August 25, 2025

OCR/HTR Workshop for Under-resourced and Under-represented Languages in Digital Humanities
Main organizer: Alíz Horváth (Central European University)
Co-organizers: Grigor Boykov and Yavuz Köse (University of Vienna), Patrick McAllister (ÖAW)
Student assistant: Saranya Chandran (Central European University)
This workshop will bring together early-career and more senior scholars, as well as technical specialists, who have worked with or developed OCR (Optical Character Recognition) /HTR (Handwritten Text Recognition) tools for under-represented languages and scripts (ie. most languages beyond the diverse forms of English), to discuss relevant challenges, potential solutions, and recommendations pertinent to the digitization of textual materials in under-represented and under-resourced languages and scripts to help the broader scholarly community achieve tangible results.
Recent advances in OCR and HTR technology have permitted the digitization of vast amounts of textual data as the basis of text analysis. However, the performance of these technologies often lags and poses unique challenges for scholars when applied to under-resourced and under-represented languages and scripts, even though well-functioning OCR/HTR tools are critical for increasing the availability of textual corpora. Text recognition not only provides the foundation for further digital text analysis but also strengthens the representation of under-resourced languages and scripts, ushering in a more linguistically diverse and inclusive future for digital humanities. We will bring together researchers with diverse linguistic backgrounds and technical experts from well-established text recognition projects such as Transkribus and eScriptorium who have developed OCR/HTR tools for multilingual purposes. This will provide a rare opportunity for scholars working with different languages to interact, learn from one another, and find inspiration and potential parallels in each other’s experiences.

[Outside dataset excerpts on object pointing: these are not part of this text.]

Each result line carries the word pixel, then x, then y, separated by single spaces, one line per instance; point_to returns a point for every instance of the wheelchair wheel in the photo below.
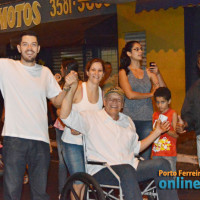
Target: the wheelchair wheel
pixel 89 183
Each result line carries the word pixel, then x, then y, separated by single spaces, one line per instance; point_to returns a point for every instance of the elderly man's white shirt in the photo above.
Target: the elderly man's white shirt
pixel 114 142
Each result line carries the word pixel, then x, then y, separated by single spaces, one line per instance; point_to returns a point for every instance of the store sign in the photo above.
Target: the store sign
pixel 23 15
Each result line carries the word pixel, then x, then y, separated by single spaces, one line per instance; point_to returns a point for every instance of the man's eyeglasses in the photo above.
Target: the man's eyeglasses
pixel 137 49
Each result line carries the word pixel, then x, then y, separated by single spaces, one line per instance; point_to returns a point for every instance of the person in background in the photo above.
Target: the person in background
pixel 88 97
pixel 190 112
pixel 67 65
pixel 25 131
pixel 165 145
pixel 108 79
pixel 111 137
pixel 139 84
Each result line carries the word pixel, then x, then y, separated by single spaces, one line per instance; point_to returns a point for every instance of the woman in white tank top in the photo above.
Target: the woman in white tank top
pixel 87 97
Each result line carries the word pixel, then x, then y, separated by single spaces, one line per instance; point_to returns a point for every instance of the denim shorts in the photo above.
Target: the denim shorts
pixel 74 157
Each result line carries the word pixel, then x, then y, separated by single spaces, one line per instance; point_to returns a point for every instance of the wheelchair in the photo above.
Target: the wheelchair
pixel 95 191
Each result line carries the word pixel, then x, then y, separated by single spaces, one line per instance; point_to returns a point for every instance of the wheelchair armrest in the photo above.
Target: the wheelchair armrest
pixel 93 162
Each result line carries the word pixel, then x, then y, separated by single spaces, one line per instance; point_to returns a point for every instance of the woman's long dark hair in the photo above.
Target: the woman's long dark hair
pixel 125 61
pixel 68 65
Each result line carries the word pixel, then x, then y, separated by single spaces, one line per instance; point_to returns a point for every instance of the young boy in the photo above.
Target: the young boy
pixel 165 145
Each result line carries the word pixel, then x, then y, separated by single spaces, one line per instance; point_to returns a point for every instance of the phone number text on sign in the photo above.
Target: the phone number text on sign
pixel 65 7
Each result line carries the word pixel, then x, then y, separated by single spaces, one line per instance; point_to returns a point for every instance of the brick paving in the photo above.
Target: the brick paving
pixel 186 145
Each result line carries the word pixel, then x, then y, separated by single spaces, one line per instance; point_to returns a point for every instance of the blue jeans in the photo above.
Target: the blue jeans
pixel 74 158
pixel 18 152
pixel 130 177
pixel 172 160
pixel 62 169
pixel 143 129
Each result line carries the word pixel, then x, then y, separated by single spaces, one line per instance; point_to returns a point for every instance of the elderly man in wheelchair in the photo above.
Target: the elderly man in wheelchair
pixel 111 137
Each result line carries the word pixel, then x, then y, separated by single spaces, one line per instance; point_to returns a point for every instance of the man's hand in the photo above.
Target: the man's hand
pixel 180 126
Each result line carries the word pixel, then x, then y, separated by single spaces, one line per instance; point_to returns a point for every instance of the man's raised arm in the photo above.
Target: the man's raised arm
pixel 72 80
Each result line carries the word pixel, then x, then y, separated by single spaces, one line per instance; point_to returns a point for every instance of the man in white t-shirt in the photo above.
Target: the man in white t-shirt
pixel 25 87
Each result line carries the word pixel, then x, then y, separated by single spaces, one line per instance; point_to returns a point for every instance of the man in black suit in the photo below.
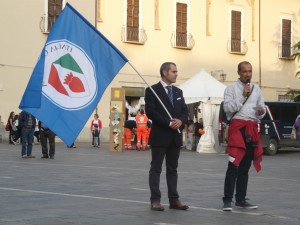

The workshop will focus mainly on non-Latin script languages, because specific guidelines for such scripts are generally lacking, therefore a relevant workflow could serve as an immensely useful tool towards the enrichment and diversification of relevant research infrastructures. Featured languages and scripts will include: Kanbun (literary Sinitic), classical Korean, Chinese, Tibetan, Garshuni Malayalam, Hebrew, Ottoman Turkish, Sanskrit and Newar, ancient Greek, and Devanagari. The workshop will thus combine practice- (and process)-focused presentations, followed by discussions, and a collaborative writing sprint. The insights gained will hopefully be useful for researchers, DH practitioners, and for language preservation efforts worldwide. By involving technical representatives from text recognition projects and infrastructure providers in the discussions with active scholars, the workshop seeks to highlight common issues to foster collaborations, and to help accelerate the achievement of tangible results.
This international workshop aims to not only foster collaboration between Central European University, the University of Vienna, the Austrian Academy of Sciences, and beyond, but also between organizations, namely the FWF Cluster of Excellence EurAsian Transformations and CLARIAH-AT, who both provided funding for the workshop, while also extending our outreach to Asia and the US.